Still, it felt good to be back.  The next grading is on November 13th.  Unfortunately, I may not have been to enough classes by then to qualify.  I need to have attended 25 sessions.  I told sensei it was going to be tight.  He replied that there's another grading in March, so not to worry.  I pondered his wisdom as I walked home.  It doesn't matter, I thought.  I do not have to convert this into some ghastly challenge that I'm locked into and must achieve at all costs.  I do not have to get another black belt before I'm 60, or be forever branded a worthless weakling and a failure.  I could just do karate (gasp!) for fun.
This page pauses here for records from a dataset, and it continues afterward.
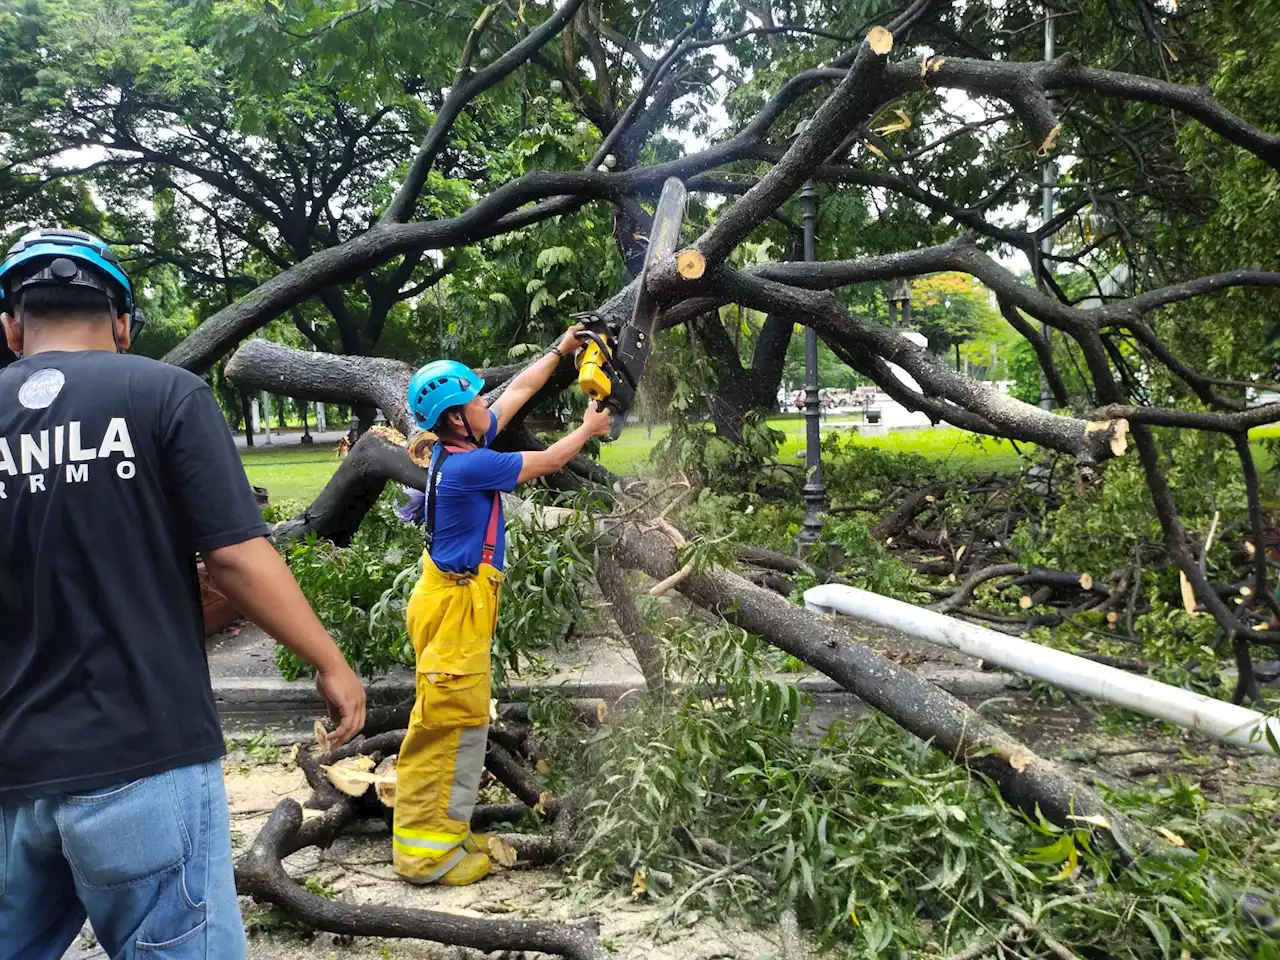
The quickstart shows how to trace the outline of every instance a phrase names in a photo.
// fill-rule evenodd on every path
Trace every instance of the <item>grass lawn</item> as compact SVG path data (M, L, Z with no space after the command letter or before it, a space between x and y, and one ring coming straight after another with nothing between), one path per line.
M786 434L786 440L778 450L779 459L786 463L798 461L798 454L804 450L804 419L791 414L769 422ZM851 422L852 418L846 417L824 420L823 435L840 430L837 424ZM629 426L617 441L604 445L600 462L615 473L640 472L653 445L666 435L665 426L654 427L652 437L642 425ZM1275 460L1258 441L1264 437L1280 438L1280 426L1258 428L1251 431L1249 437L1253 441L1258 469L1265 474L1274 468ZM894 430L883 436L862 437L859 442L886 450L917 453L955 467L1015 470L1022 463L1008 440L979 437L952 427ZM1022 449L1026 451L1028 448L1023 445ZM258 446L252 450L241 450L240 458L249 481L266 487L270 491L271 502L277 504L286 500L310 503L338 468L333 444Z
M240 460L249 482L266 487L271 502L308 504L338 469L336 444L289 444L242 449Z
M860 419L860 418L858 418ZM829 433L855 433L853 428L841 428L839 424L858 422L853 417L832 417L822 421L822 435ZM769 425L781 430L786 439L778 448L778 458L785 463L799 459L804 450L804 418L798 415L771 418ZM646 428L640 425L627 427L621 437L605 444L600 462L614 473L631 474L640 470L653 445L667 435L665 426L653 428L649 439ZM894 430L883 436L863 437L868 446L903 453L918 453L931 460L941 460L952 466L980 466L986 470L1015 470L1021 464L1017 450L1007 440L978 437L964 430L953 428L919 428ZM1023 445L1022 449L1027 450Z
This is a character flaw of mine.  My life is rather nice; quick, what can I do to make it intolerably anguished?  Probably comes from being a northern European Protestant.  And an over-achieving people-pleasing Grammar School Girl, just to compound the problem.  Bad person!  I must address this.  Must have more fun.  Must relax and enjoy life more.  Must stop caring if I look incompetent.

See what I mean?  Dude, think I'm just going to go and smoke a cigar instead...

Saturday 10 September 2011

WEEK 34 & 35 -- A New Vice; Driving on the Right.


 Well, I assume you all recognise this famous landmark.  Le Mont St Michel, France.  If you are planning on visiting during the tourist season, get there nice and early to avoid the queues.  This year we were in France when the holiday season was almost over, and the narrow streets winding their way up the mount were not quite as packed with tourists.  The coffee was as expensive as ever, mind you.

We've been holidaying in Brittany for the past six years.  I dare say we'll look back on this period as the Brittany Years.  There was an elegiac feel in the air this time; partly because it was starting to feel autumnal, but also because this was probably our last family holiday, just the four of us together.   I'm amazed we've sustained it this long, really.  Many teenagers opt out of holidays with mum and dad after the age of 14, preferring instead to stay at home and trash the house with illicit parties that spiral out of control.

Now then, the new things.  Obviously going to France is not a new thing.  But as promised in an earlier posting, I did smoke my first cigar.  My first tin of cigars, in fact.  A new vice.  Comparable, I think, to drinking a tiny intense espresso in an Italian piazza whilst wearing Ferragamo pumps.  I have a pair of Ferragamo pumps, as it happens.  Got them in a Charity Shop in Shirley.  I'm glad I only spent £12 on them, to be honest, not £250, as they aren't very comfortable.  I'm determined not to be beaten, but so far it's 3-2 to the pumps.  The picture of a cow field shows you the view I contemplated while smoking my cafe creme each evening.

My other new thing was driving in France.  Driving on the right.  Shriek.  The experience would have been even more alarming had the car been a left-hand drive.  I can imagine myself fumbling in panic in the glove compartment for the gear stick each time I approached a junction.  In fact, it wasn't too dismaying an experience as it turned out.  French roads are generally pretty empty.  On the whole, I prefer to be driven, so that I can stare blankly out of the window.  Staring blankly out of windows is part of the writer's job description, and is not easily compatible with driving.  Still, the challenge of driving on the right was there, and I rose to it.  Nervously and timidly, but there we are.  I hope I'm a better person for it.